Questa settimana ho dovuto sottopormi a una procedura medica che ha richiesto anche una breve preparazione sul finire della precedente e tutto questo ha influito sulla mia corsa.
Ho accorciato l’ultimo allenamento previsto, domenica e lunedì ho saltato del tutto e infine mercoledì ho ricominciato, con molta calma e un po’ di fatica. Anziché fare le ripetute di metà settimana, ho optato per una corsetta corta in Z2. Ho comunque dovuto fermarmi a metà e ho concluso più per testardaggine che per capacità.
Scrivo questa mail di giovedì. Domani provo a correre un pochino di più. Oggi, mentre mi leggi, ho un medio variato. Non so prevedere come andrà e questo non sapere mi destabilizza. In genere ho una percezione abbastanza precisa del mio corpo e del mio stato che mi fa capire, salvo imprevisti, come posso rendere. In questo momento no.
Non ho idea di come il mio corpo reagirà nello stato attuale, con un vistoso calo di energie (anche mentali) ancora in corso. L’intervento medico ha riguardato l’intestino sicché la mia alimentazione ne ha risentito in maniera diretta. E, si sa, senza carburante non si cammina, figurarsi correre. Il serbatoio è vuoto.
Siccome io sono catastrofista, anziché pensare solo a come andrà domani, e che dopodomani andrà meglio, penso invece che non riuscirò mai a farla questa benedetta maratona. Come se dovessi correrla la prossima settimana, quando mancano ancora (solo!) 6 mesi meno un po’.

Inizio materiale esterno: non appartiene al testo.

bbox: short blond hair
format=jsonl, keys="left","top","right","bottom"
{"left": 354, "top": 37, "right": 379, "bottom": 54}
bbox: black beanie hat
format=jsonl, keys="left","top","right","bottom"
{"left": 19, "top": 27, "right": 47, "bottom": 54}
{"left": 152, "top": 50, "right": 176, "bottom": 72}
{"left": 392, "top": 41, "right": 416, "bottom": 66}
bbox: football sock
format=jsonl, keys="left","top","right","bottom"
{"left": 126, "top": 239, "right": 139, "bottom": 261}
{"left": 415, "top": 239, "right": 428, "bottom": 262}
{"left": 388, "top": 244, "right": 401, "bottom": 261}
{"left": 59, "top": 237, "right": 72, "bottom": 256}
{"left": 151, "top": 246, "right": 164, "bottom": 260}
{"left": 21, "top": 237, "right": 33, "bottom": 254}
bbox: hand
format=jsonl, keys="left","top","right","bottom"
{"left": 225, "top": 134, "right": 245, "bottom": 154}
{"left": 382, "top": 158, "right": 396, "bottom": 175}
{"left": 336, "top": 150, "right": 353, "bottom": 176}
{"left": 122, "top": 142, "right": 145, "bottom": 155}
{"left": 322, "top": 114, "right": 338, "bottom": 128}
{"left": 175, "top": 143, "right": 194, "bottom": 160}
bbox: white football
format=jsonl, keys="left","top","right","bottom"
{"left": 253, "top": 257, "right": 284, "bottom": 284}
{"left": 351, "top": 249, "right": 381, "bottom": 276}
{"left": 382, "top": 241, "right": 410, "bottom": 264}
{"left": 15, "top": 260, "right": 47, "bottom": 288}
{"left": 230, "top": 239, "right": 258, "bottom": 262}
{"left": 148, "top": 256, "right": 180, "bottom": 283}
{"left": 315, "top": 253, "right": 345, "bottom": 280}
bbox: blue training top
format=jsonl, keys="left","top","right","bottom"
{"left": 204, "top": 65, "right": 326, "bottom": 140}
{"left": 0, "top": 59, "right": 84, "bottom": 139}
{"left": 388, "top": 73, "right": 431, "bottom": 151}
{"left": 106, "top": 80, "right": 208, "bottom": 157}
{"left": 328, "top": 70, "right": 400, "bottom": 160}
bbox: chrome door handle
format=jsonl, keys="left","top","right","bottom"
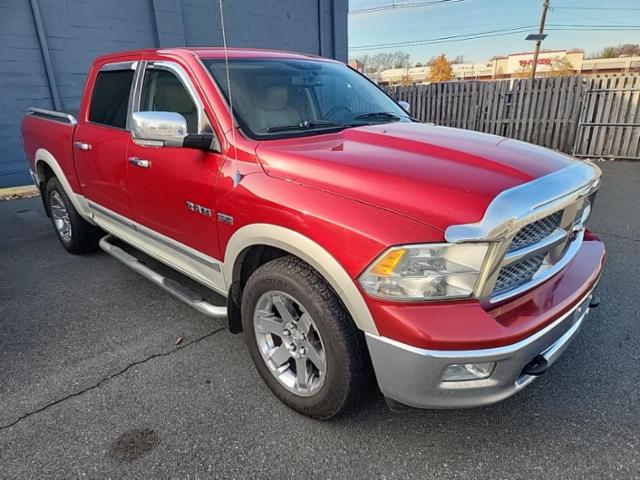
{"left": 128, "top": 156, "right": 151, "bottom": 168}
{"left": 74, "top": 141, "right": 91, "bottom": 151}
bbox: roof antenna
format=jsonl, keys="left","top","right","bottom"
{"left": 218, "top": 0, "right": 242, "bottom": 188}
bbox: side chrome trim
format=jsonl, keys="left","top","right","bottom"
{"left": 88, "top": 201, "right": 222, "bottom": 272}
{"left": 445, "top": 162, "right": 601, "bottom": 243}
{"left": 27, "top": 107, "right": 77, "bottom": 125}
{"left": 87, "top": 201, "right": 226, "bottom": 296}
{"left": 100, "top": 235, "right": 226, "bottom": 318}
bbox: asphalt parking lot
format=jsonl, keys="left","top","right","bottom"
{"left": 1, "top": 161, "right": 639, "bottom": 479}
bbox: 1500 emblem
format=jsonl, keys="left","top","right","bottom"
{"left": 186, "top": 201, "right": 212, "bottom": 217}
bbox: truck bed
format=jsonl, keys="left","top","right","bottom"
{"left": 22, "top": 108, "right": 80, "bottom": 191}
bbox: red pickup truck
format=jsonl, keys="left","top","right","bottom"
{"left": 22, "top": 48, "right": 604, "bottom": 419}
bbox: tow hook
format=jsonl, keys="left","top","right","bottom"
{"left": 589, "top": 295, "right": 601, "bottom": 308}
{"left": 522, "top": 354, "right": 549, "bottom": 376}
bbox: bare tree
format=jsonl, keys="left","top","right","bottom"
{"left": 588, "top": 43, "right": 640, "bottom": 59}
{"left": 351, "top": 51, "right": 412, "bottom": 73}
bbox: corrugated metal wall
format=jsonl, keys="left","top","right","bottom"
{"left": 0, "top": 0, "right": 347, "bottom": 187}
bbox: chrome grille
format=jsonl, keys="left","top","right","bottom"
{"left": 491, "top": 208, "right": 570, "bottom": 299}
{"left": 509, "top": 211, "right": 562, "bottom": 251}
{"left": 444, "top": 163, "right": 601, "bottom": 304}
{"left": 493, "top": 254, "right": 546, "bottom": 294}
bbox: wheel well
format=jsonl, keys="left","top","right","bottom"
{"left": 35, "top": 161, "right": 56, "bottom": 216}
{"left": 36, "top": 161, "right": 55, "bottom": 185}
{"left": 227, "top": 244, "right": 288, "bottom": 334}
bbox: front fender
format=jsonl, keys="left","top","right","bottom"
{"left": 223, "top": 223, "right": 379, "bottom": 334}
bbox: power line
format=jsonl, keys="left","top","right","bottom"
{"left": 350, "top": 25, "right": 536, "bottom": 51}
{"left": 547, "top": 23, "right": 640, "bottom": 30}
{"left": 349, "top": 24, "right": 640, "bottom": 51}
{"left": 548, "top": 26, "right": 640, "bottom": 31}
{"left": 355, "top": 21, "right": 537, "bottom": 38}
{"left": 350, "top": 0, "right": 466, "bottom": 15}
{"left": 352, "top": 23, "right": 640, "bottom": 44}
{"left": 552, "top": 6, "right": 640, "bottom": 11}
{"left": 550, "top": 8, "right": 639, "bottom": 25}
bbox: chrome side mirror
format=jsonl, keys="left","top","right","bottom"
{"left": 398, "top": 101, "right": 410, "bottom": 114}
{"left": 131, "top": 111, "right": 220, "bottom": 151}
{"left": 131, "top": 111, "right": 187, "bottom": 147}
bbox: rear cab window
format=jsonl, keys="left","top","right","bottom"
{"left": 89, "top": 68, "right": 135, "bottom": 129}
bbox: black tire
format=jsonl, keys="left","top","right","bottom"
{"left": 45, "top": 177, "right": 102, "bottom": 254}
{"left": 241, "top": 255, "right": 372, "bottom": 420}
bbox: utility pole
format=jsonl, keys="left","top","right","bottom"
{"left": 531, "top": 0, "right": 550, "bottom": 79}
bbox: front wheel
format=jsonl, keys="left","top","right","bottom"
{"left": 45, "top": 177, "right": 102, "bottom": 254}
{"left": 241, "top": 256, "right": 372, "bottom": 419}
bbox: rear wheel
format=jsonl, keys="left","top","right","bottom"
{"left": 45, "top": 177, "right": 102, "bottom": 254}
{"left": 241, "top": 255, "right": 371, "bottom": 419}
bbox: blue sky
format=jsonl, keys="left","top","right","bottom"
{"left": 348, "top": 0, "right": 640, "bottom": 63}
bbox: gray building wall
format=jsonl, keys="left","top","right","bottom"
{"left": 0, "top": 0, "right": 347, "bottom": 187}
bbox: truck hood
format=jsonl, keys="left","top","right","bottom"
{"left": 255, "top": 122, "right": 575, "bottom": 233}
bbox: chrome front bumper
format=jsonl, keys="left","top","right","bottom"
{"left": 366, "top": 288, "right": 598, "bottom": 409}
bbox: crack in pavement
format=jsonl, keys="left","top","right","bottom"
{"left": 0, "top": 326, "right": 227, "bottom": 431}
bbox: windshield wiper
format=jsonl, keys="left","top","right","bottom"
{"left": 353, "top": 111, "right": 403, "bottom": 122}
{"left": 266, "top": 120, "right": 344, "bottom": 133}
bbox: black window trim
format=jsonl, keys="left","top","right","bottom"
{"left": 87, "top": 61, "right": 138, "bottom": 131}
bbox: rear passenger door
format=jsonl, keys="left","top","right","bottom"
{"left": 74, "top": 62, "right": 136, "bottom": 218}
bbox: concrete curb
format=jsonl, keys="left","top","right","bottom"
{"left": 0, "top": 185, "right": 39, "bottom": 201}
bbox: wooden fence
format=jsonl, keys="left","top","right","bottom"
{"left": 573, "top": 75, "right": 640, "bottom": 160}
{"left": 387, "top": 74, "right": 640, "bottom": 160}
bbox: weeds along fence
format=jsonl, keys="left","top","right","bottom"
{"left": 386, "top": 74, "right": 640, "bottom": 160}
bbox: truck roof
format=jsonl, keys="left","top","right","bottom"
{"left": 94, "top": 47, "right": 333, "bottom": 64}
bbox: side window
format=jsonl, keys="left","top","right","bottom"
{"left": 89, "top": 69, "right": 134, "bottom": 129}
{"left": 140, "top": 69, "right": 198, "bottom": 133}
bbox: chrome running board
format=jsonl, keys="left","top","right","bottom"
{"left": 99, "top": 235, "right": 227, "bottom": 318}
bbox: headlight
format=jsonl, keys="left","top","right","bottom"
{"left": 358, "top": 243, "right": 489, "bottom": 301}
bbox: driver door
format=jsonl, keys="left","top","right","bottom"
{"left": 127, "top": 60, "right": 224, "bottom": 260}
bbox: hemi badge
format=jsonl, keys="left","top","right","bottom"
{"left": 217, "top": 212, "right": 234, "bottom": 225}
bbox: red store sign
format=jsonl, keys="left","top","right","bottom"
{"left": 519, "top": 58, "right": 552, "bottom": 66}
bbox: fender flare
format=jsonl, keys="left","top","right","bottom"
{"left": 223, "top": 223, "right": 379, "bottom": 335}
{"left": 33, "top": 148, "right": 93, "bottom": 220}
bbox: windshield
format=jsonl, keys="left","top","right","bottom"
{"left": 203, "top": 58, "right": 410, "bottom": 139}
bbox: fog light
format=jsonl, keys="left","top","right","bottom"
{"left": 442, "top": 362, "right": 496, "bottom": 382}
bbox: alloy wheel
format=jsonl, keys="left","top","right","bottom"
{"left": 253, "top": 291, "right": 327, "bottom": 397}
{"left": 50, "top": 191, "right": 72, "bottom": 242}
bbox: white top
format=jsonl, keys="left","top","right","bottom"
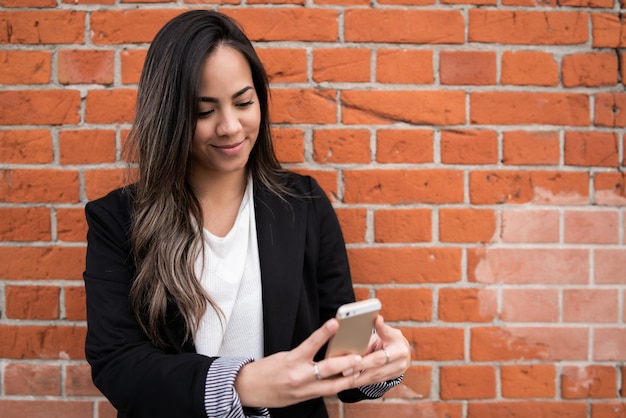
{"left": 193, "top": 177, "right": 264, "bottom": 360}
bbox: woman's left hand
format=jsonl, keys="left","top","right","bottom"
{"left": 352, "top": 315, "right": 411, "bottom": 386}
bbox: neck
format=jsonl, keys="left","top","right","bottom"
{"left": 188, "top": 169, "right": 248, "bottom": 204}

Il fatto è che c’è un grosso scarto tra quello che speravo di fare a questo punto della preparazione e quello che invece il corpo mi sta concedendo. Mi sono accorta che nei mesi scorsi solitamente lo scarto era l’opposto. Mi sentivo sempre indietro e invece poi capitava di riuscire a fare più di quanto mi pensavo capace. Mi manca un po’ la terra sotto i piedi: e se non recupero? E se questa condizione di debolezza si protrae? E se diventa permanente?
La settimana scorsa mi è capitato un calo di pressione repentino durante l’ultima corsa in programma. Ho dovuto fermarmi e sedermi. Questa settimana mi è successo di nuovo, ma stavolta ero a casa e non stavo neanche faticando, rifacevo semplicemente il letto.
Lo sconforto al momento domina il mio orizzonte. Il corpo si è inceppato e la mente lo ha seguito. Si fa largo la paura di non farcela, che è sempre acquattata lì in un angolo buio, non aspetta che un varco per infilarcisi. Provo a sbaragliarla mettendola a nudo. Scrivere della paura e darle un nome è un gesto attivo, un modo per non subirla passivamente. Riconosco questa fragilità e vado avanti.
Ci sono fasi positive e fasi negative: la testa fa la sua parte e appena può insinua il dubbio. La preparazione ce l'hai e qualche imprevisto è sempre dietro l'angolo, quello che faccio io è quello di rilassarmi, rilassare la testa, pensare a tutto il lavoro fatto, alla bellezza delle corse fatte e trasformare la negatività in positività, magari anche forzandomi a correre anche se non ne ho troppo voglia.
Tieni duro, sono sicura che questo periodo passerà!